GRACOIL Limited 仁賀保 成史氏

開催日

12月2日(火) 19:00 ~ 21:30

開催場所

香港和僑会オフィス(http://www.wa-kyo.org/contact)

参加者数

36名

「なんとかなるさ!」で10年間。香港、大陸で起業、投資。

12月はGRACOIL Ltd.の仁賀保 成史氏を講師にお迎えしました。

当初の「香港、大陸で起業、投資。」から当日のスライドでは「香港、大陸で起業、失敗。」にタイトルを変えて、現在の本業である船舶燃料(バンカー)給油業の成功に至るまでのさまざまな失敗も交えた紆余曲折、大陸ビジネスの表と裏をエピソードたっぷりに語っていただきました。

現在の成功を見れば「香港、大陸で起業、失敗そして最後に成功」が正しいタイトルになるでしょうか。これまでの歩みは起伏に富んだバイタリティあふれるものです。

サウジアラビアの大学への留学の後、新聞社で中近東関係の仕事を担当。その中で石油関係の仕事の情報が舞い込んだのをきっかけに独立。シンガポールで船舶燃料のサプライヤーを設立して軌道に乗せた後、売却。その後香港に拠点を移して、石油関係で中国進出する事を目指します。上海進出時に購入した一軒家の値段が1年で何倍にも高騰するバブルな状況に驚きつつ、石油関係の事業を始められるようになるまでの事業として、家具のOEM工場を立ち上げ。順調に経営を軌道に乗せ、こちらも自分がいなくても経営が回るようにする中で、今度は友人の相談をきっかけに、その当時上海になかった東京青山のような高級美容室の事業を始めます。

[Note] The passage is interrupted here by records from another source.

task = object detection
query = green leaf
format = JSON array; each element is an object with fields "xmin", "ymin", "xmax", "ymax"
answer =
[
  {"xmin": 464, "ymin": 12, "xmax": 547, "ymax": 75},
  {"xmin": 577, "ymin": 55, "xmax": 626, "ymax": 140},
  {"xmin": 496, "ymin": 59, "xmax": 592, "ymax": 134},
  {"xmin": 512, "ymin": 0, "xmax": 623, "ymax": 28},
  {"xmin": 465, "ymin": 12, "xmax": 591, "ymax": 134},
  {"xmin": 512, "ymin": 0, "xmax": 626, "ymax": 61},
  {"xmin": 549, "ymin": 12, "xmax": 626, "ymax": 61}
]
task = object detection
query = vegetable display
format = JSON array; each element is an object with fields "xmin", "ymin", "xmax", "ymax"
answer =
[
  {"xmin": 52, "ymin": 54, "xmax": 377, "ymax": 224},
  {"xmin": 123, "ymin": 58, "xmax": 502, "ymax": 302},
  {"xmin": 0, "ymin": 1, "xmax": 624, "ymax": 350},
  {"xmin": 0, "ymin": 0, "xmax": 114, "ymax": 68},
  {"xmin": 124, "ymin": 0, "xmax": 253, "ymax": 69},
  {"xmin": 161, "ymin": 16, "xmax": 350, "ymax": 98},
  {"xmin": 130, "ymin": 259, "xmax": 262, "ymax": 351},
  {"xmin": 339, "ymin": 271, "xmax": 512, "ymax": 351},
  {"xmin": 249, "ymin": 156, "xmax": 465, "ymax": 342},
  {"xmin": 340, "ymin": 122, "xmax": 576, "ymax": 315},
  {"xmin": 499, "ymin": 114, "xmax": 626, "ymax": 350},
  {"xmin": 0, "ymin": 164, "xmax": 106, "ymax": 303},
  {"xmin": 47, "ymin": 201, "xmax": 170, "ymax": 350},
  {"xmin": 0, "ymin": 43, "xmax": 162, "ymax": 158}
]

美容室事業の立ち上げに際しては、当時の中国では国内産業のため、営業に必要な営業免許の取得は外資には難しく確約出来ないとコンサルに言われ、それならと自分で公証局に行こう思います。美容室の場所を借りる大家のツテも使って、工商局の課長を訪ね、自ら説明したら、なんとか無事に営業免許を取得。この経験を経て得た感想は、「自分の顔を見せて話せば助けてくれるのが上海」。ひとを頼りにしていてもなかなか前には進まないけれども、自分で動いて事情を話せばいろいろ助けてくれる。

もうひとつ同じような例として、コンテナ1本分の引越荷物がビザの関係で、税関で止められた際も、直接自分が税関に出向いて説明した結果、解決したエピソードがありました。

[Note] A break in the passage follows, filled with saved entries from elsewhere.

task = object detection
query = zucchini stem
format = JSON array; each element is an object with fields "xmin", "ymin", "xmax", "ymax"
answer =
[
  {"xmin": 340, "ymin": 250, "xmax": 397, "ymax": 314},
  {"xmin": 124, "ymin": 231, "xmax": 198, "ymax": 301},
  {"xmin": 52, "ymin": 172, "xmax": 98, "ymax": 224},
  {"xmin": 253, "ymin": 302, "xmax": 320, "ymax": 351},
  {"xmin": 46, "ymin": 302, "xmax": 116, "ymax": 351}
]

なんとか無事にオープンした上海の高級美容室は、中国の1%の富裕層をターゲットにしていろいろとマーケティングに試行錯誤します。1年間経って駄目だったら止めようという心づもりでいたものの、最初の数カ月は客のない日がいくつもある。フランス人のスタイリストを入れたため、ヨーロッパ人(長頭)とアジア人(短頭)の頭の違いでの失敗などもしながら、転機が訪れたのがオープンして8か月目頃。たまたま女性誌でヘアを手伝った女優からの、出演するドラマの美容(ヘア、メイク、スタイリング)を担当しないかとのオファーでした。撮影現場に店名入りのジャケットで入るなどの工夫でアピールしながら、口コミやネットで徐々に知名度を上げ、日系のグリコやパナソニックの販促キャンペーンやイベントにも関わるようになります。モーターショーやキャラクターメイキングなどのイベントにも多く携わって評判を呼び、店にも多くの客が詰めかけるようになる一方で、人気が出すぎて顧客のコントロールが大変になるという悩みが生じてきました。また日本と上海での言葉の解釈の違いなどもいろいろ勉強されたようです。

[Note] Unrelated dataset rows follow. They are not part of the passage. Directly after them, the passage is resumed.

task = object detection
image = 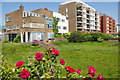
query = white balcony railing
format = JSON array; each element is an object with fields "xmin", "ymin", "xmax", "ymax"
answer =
[{"xmin": 23, "ymin": 23, "xmax": 45, "ymax": 28}]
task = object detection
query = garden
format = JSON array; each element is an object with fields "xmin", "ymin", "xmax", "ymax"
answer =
[{"xmin": 1, "ymin": 31, "xmax": 119, "ymax": 79}]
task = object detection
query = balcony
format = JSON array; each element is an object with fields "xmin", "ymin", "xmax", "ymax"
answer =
[
  {"xmin": 77, "ymin": 7, "xmax": 82, "ymax": 11},
  {"xmin": 23, "ymin": 23, "xmax": 45, "ymax": 28},
  {"xmin": 77, "ymin": 20, "xmax": 82, "ymax": 23}
]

さまざまなスターが店を訪れるようになり、順調に店が回るようになってきた中で次に出てきたのが上海初のサンプルプラザ(企業の試供品を会員に提供するショールーム)の事業です。滑り出しこそ順調だったものの、この事業は6か月で頓挫します。仁賀保氏はコンサルとして関わっていた事業でしたが、日本のスポンサー側の資金が回らなくなってしまい閉店となりました。メディア等にも取り上げられ評判になっていただけにもったいない事をしたようです。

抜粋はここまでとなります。